即ち、起床してから朝食をしっかり食べ、食後に便意を感じれば、そのタイミングを逃さずトイレに行ける余裕があるかどうか、或いは、トイレに座った時、便を出すために適度ないきみで排便ができるかどうかや、さらにその間正しい姿勢をキープできるかどうかなど、実際には様々な要素が関係しています。

食生活 活動性(座位保持・歩行) 認知能力(便意や認知症の有無) 手指巧緻性(衣類の着脱,拭き取り) 消化・吸収~蠕動運動 下剤の作用は主に蠕動運動を促進させる

消化・吸収のメカニズム

一方で、下剤の効果は、あくまで便が大腸を移動するスピードを促進させるという限定的なものに過ぎません。

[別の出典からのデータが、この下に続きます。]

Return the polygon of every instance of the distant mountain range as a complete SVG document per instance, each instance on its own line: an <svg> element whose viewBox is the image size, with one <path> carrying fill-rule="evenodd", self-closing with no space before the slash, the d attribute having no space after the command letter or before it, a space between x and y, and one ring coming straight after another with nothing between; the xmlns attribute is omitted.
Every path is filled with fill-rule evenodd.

便がさほど貯まっていないのに緩下剤を使ったらどうなるでしょう。

便が軟らかくなるだけですから、びちゃびちゃの便が出るだけです。

同じような状態で刺激性下剤を使った場合も、便が大腸を通過する時間が短くなるので下痢になります。

大腸に便が貯まっていなければ、下剤の効果は充分に発揮されず、その状態では、緩下剤であっても刺激性下剤であっても、期待通りの便が出ないので、さっぱりせず、さらにひどい時は、便も出ないのに腸だけ動いて、お腹がゴロゴロ違和感を生じることさえあるのです。

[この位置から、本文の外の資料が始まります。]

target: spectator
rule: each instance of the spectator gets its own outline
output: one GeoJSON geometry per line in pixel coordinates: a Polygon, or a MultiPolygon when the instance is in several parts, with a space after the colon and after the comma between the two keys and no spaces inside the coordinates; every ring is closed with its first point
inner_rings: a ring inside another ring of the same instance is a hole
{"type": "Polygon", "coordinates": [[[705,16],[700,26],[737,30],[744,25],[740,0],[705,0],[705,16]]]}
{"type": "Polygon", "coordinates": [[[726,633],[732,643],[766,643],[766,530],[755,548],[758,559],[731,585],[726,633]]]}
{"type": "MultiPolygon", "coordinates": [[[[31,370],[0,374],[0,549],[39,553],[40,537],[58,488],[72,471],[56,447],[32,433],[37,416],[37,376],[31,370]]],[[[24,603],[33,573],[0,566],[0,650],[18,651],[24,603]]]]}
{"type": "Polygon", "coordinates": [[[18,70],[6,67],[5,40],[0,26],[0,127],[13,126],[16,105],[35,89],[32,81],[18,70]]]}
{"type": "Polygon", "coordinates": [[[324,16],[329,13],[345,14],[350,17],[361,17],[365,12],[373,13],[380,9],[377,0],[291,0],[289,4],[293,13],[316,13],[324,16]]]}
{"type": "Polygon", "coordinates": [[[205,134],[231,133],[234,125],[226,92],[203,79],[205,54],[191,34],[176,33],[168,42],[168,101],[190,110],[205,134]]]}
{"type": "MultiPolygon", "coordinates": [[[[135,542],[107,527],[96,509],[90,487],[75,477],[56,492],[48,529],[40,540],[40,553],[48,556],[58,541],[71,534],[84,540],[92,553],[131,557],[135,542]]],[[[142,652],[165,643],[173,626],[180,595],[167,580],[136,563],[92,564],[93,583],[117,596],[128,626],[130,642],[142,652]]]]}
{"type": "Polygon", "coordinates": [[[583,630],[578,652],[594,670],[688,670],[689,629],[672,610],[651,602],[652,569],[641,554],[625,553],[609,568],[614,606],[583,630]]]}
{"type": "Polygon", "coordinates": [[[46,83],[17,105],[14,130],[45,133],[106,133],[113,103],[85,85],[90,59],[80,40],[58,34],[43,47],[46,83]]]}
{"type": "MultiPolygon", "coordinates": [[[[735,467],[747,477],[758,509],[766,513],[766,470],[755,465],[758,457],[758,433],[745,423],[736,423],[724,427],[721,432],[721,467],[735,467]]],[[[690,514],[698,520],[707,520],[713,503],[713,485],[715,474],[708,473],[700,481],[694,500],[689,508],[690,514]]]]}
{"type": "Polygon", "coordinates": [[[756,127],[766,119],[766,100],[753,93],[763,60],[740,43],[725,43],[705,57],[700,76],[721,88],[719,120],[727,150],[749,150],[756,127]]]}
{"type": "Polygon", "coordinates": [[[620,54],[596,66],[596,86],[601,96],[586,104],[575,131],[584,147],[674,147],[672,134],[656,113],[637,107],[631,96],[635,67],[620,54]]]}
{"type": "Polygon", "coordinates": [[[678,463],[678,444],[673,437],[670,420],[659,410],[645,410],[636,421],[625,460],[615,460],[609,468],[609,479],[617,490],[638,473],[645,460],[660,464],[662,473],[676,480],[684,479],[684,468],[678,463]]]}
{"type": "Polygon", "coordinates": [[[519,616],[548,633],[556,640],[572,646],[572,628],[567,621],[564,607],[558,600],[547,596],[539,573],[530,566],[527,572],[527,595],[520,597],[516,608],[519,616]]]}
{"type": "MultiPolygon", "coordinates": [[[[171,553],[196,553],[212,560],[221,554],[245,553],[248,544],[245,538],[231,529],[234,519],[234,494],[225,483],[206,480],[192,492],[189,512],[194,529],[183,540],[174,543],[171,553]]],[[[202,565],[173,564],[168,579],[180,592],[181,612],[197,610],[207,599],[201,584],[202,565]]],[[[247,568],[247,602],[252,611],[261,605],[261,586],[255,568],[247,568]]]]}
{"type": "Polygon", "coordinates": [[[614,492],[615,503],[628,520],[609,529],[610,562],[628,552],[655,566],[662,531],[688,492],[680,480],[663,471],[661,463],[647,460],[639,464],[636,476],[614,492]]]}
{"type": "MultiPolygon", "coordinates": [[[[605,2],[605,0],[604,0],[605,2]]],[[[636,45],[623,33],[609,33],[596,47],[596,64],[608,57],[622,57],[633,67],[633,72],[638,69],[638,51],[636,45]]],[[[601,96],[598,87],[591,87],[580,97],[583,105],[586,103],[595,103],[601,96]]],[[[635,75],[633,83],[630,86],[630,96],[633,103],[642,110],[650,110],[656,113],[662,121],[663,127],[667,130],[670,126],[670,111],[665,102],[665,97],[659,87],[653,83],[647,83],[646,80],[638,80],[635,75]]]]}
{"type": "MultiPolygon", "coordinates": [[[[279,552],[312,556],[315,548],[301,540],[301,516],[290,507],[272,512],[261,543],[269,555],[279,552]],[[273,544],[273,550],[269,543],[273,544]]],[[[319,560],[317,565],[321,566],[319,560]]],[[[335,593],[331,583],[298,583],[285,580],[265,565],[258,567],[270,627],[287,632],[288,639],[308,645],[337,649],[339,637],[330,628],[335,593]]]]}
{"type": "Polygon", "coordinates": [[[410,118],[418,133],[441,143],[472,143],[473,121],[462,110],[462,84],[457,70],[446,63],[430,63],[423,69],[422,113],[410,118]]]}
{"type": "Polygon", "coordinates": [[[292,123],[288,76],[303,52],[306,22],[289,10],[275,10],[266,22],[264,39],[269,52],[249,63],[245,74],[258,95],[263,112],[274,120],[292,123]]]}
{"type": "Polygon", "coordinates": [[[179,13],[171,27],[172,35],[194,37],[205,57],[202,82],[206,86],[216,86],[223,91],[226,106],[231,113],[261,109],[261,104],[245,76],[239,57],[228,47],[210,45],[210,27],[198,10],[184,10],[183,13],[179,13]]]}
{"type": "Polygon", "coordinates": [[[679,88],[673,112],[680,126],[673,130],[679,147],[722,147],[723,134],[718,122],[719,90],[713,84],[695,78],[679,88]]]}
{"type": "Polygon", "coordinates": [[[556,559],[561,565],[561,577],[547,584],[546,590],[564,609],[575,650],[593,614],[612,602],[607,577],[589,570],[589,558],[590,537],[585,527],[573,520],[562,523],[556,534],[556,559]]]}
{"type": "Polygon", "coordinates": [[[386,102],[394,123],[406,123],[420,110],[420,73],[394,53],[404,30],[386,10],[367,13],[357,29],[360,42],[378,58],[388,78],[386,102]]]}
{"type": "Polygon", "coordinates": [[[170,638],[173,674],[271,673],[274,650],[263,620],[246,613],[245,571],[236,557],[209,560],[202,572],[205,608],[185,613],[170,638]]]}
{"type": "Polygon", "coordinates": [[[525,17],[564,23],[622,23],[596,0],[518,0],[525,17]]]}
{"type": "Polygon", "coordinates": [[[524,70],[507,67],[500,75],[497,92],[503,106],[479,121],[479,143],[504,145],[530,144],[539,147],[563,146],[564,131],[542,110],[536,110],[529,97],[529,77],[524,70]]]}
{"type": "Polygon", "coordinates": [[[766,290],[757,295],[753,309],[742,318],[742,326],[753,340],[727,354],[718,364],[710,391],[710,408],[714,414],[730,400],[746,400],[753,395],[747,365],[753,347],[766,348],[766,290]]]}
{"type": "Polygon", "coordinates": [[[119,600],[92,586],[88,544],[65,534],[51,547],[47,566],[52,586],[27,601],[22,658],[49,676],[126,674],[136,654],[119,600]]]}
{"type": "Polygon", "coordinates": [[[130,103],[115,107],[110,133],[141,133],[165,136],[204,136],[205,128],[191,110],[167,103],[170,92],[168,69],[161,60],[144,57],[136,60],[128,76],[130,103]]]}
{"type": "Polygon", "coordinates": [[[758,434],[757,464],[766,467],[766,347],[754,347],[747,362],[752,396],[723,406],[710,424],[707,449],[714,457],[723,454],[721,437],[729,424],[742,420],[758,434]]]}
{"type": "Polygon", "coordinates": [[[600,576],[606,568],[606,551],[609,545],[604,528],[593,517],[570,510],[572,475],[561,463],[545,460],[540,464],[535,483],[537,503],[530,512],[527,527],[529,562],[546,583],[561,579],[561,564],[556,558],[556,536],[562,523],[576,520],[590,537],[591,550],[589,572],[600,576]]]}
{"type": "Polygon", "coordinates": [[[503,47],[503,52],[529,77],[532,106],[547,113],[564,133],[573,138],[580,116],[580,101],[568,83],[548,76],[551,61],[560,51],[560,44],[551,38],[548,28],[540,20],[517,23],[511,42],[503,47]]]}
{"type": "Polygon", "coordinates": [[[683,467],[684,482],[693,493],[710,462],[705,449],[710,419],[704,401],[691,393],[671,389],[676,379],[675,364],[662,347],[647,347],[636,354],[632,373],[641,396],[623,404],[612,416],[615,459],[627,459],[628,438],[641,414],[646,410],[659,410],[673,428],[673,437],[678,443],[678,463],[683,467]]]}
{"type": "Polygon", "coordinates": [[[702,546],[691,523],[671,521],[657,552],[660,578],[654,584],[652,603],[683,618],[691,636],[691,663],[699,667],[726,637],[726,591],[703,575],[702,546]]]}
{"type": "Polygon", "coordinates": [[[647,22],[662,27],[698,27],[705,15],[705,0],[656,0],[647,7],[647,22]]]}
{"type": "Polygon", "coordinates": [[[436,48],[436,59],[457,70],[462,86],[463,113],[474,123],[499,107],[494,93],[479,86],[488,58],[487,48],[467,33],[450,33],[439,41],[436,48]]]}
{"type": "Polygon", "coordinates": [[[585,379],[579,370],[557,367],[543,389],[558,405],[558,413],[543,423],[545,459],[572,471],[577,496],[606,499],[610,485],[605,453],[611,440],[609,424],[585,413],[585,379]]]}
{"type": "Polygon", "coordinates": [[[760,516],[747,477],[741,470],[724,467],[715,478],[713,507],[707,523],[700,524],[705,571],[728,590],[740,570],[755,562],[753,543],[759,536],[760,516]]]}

排便にはいろいろなものが影響していると言われています。

というとこは、種々の排便に影響を及ぼす要素の中で,下剤はこの腸のはたらきだけに作用するのだと言うことが分かります。

その他にも排便に影響するのは食事や活動性があるにもかかわらず,下剤だけ使って排便をコントロールするのはかなり無理があることが分かっていただけるのではないかと思います。

大腸が便を運ぶベルトコンベアであるとしましょう。下剤にはそのベルトコンベアのスピードをアップさせるはたらきがあります。

しかしながらベルトコンベアの上に何かものが乗っていなければ、いくらベルトコンベアのスピードを早くしても、何も運ばれては来ません。

便の量は食事の中の食物繊維の量で決まってきます。

食物繊維のことを考えずに下剤で便を出そうとする行為は、ベルトコンベアの上にものを乗せずに、ベルトコンベアのスピードを早くすることと同じです。